2022年1月から3月までAT-Xほかにて放送された(wikipedia)

冒頭のOPを最初に観た印象としては姉妹の物語かと思いました。で、ちょっかい出してくる男達を追い払おうとするとかそういうラブコメ的内容なのかと思ったらこれまた全然違う。姉っぽく見える方が藤 聖子(ふじ せいこ)という巡査部長さんで、もう一人の方が川合 麻依(かわい まい)という新人巡査だそう。一応藤さんは美女設定らしく、川合の方はそうでもない田舎娘設定の模様。ただまあ、絵的にはどっちも変わらんくみえるのは事実陳列罪に基づいた逮捕案件。で、その二人を中心に警察官の実情を主にシュールコメディー、時にシリアスに描いているようです。尚、原作ドラマ共に未読未視聴。

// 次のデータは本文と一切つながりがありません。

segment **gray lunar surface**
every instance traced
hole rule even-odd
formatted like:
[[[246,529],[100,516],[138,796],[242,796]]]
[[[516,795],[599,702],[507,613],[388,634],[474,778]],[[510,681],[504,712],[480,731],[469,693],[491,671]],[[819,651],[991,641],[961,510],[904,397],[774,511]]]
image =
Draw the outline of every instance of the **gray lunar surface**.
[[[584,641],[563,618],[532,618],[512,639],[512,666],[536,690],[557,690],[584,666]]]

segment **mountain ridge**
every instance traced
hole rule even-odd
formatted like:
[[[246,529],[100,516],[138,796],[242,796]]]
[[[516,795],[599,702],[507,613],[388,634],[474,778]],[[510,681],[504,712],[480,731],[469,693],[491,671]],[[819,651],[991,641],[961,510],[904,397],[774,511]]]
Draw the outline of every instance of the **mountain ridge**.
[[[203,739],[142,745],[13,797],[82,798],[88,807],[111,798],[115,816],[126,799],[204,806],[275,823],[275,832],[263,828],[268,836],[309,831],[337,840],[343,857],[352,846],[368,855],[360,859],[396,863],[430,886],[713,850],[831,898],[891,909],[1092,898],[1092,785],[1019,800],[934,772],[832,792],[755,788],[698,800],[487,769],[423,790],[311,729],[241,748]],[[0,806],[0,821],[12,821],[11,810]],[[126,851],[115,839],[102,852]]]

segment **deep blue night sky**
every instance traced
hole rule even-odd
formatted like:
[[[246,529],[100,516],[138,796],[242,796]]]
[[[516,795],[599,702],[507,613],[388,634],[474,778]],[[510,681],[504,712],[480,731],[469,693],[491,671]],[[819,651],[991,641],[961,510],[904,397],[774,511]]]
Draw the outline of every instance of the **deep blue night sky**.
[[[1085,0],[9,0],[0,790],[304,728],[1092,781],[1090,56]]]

正直にぶっちゃけると、よく許されてるよなコレって描写が結構多いんですわ。特に前半はナチュラルに女尊男卑、男性蔑視な視点で描かれていたりなんかして、まあ今の時代ならギリセーフだけどもう少し経てば危ないんじゃなかろうかとか思うことが割とありました。逆に言うと男女逆でコレやったらまずアウトでしょうね。捜査一係の牧高 美和(まきたか みわ)が女子高出身なそうなのですが、これに川合が一係の男性陣を原始人の進化の途中とか「お花畑からスラム街へ」なんて平気で喩えたり。わかりますよ?ユーモアのつもりってことぐらい。でもこんなんも男女逆にして例えば「草木萌動からゴ〇屋敷へ」とか言おうもんなら各種SNS等でどえらい目にあわされちゃうこと請け合いです。

この程度のブラックユーモアくらい軽く受け流すのが男の度量的な感覚はあるかと思います。それ自体は別に間違ってるとは言わないですけども、時が流れるにつれ価値観自体が変遷していくわけで、現状は「本当はアウトだけど男に対してなら可w」という狭間の時代なんだと思います。逆に言うとそれは将来的にどうなるかわからんわけで、ようするに何が言いたいかと申しますと後数年たてばドン引き作品になってる危険性があるんですよね、この作品。賞なんかも取られたようですが、ちゃんと見て審査したのかちょっと気になりました。

正直本作はレビューとして残すかどうか自体結構迷ったんですが結局匿名を良い事に正直に書くことにしました。もしこれが身元が割れるところだったら作品自体を靴紐直して観てなかったことにしてたと思います。皆さんももし実名でこの作品に対して言及してるなら今のうちに削除しといた方が無難かもしれません。特に序盤はマジで数年後どういう扱いになってるかわからない作品です。原作自体2017年に始まってる様子なので、当時の時代背景ならセーフだとも言えないですから。

とはいえ作者もちゃんとバランスを取ろうとしている感は見受けられます。藤部長に対してゴリラだとか人間とは思ってなかったとか。外見がいくら美人でも中身がクソだから女性として見ていなかったみたいな流れの時に出たシーンなのですが、この度僭越ながら一般男性を代表して意見を述べさせていただくと、どれだけ最低な女でも外見良けりゃ大概チャラになってしまうという悲しい現実があるのでこの時の山田 武志(やまだ たけし)巡査長の意見は参考になりません。実際その後ちゃんと張り込み先のラブホ内で転がされてましたがどちらかというとあれが普通です。
このように中盤以降はそういった男性だけに対する蔑視感はなくなっていきますが、ひょっとしたら原作の段階でちょっと怒られたとかあったのかもしれませんね。単にネタ切れというだけかもしれませんが良くも悪くも今のご時世的に厳しい「尖り」のようなものは失せていきます。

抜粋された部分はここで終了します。